At the Korean Public Diplomacy Forum in Seoul, experts said the government had not made the most of the nation’s soft power.

“Though the country has seen remarkable economic and technological successes including hosting of the 1988 Olympics and the 2002 World Cup; semiconductor and automobile industries as well as hallyu, the Korean pop culture boom, it has made insufficient efforts to incorporate these achievements into a diplomatic scheme,” Prof. Lee Shi-wha of Korea University’s department of political science and international relations said.

At the meeting, “Public Diplomacy and Soft Power in East Asia,” Lee stressed that in the future, soft power would take over a substantial portion of diplomacy.

“Soft power is much more than just a nation’s cultural attractiveness and includes a country’s political values, ideals, norms and methods for carrying out skillful diplomacy,” he said.

He noted that Japan has aspired to translate its economic might into political and cultural influence in global affairs and has led Asia’s resurgence for decades.

Prof. Lee Sook-jong of Sung Kyun Kwan University said China is also gearing up to take the lead in public diplomacy using its soft power.

“The Chinese government has supported the establishment of Confucian schools at universities worldwide, which has become the base for the spreading of Chinese culture. It is also positioning itself as a source of a civilization and many other influential factors which may charm those not familiar with the country,” he said.

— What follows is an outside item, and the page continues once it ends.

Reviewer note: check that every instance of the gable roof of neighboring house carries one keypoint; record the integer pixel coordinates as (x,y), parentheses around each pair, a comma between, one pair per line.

The professor noted that Korea has also started to notice the importance of soft power.

“Korea is striving to strengthen its soft power by hosting international events including G20 Seoul Summit and building a global network through the Korean Foundation and other agencies. Still, the government lacks understanding of its importance and leadership to execute the details,” he said.

“We need legislation of related rules and the establishment of pertinent organizations to place soft power at the forefront of public diplomacy,” he added.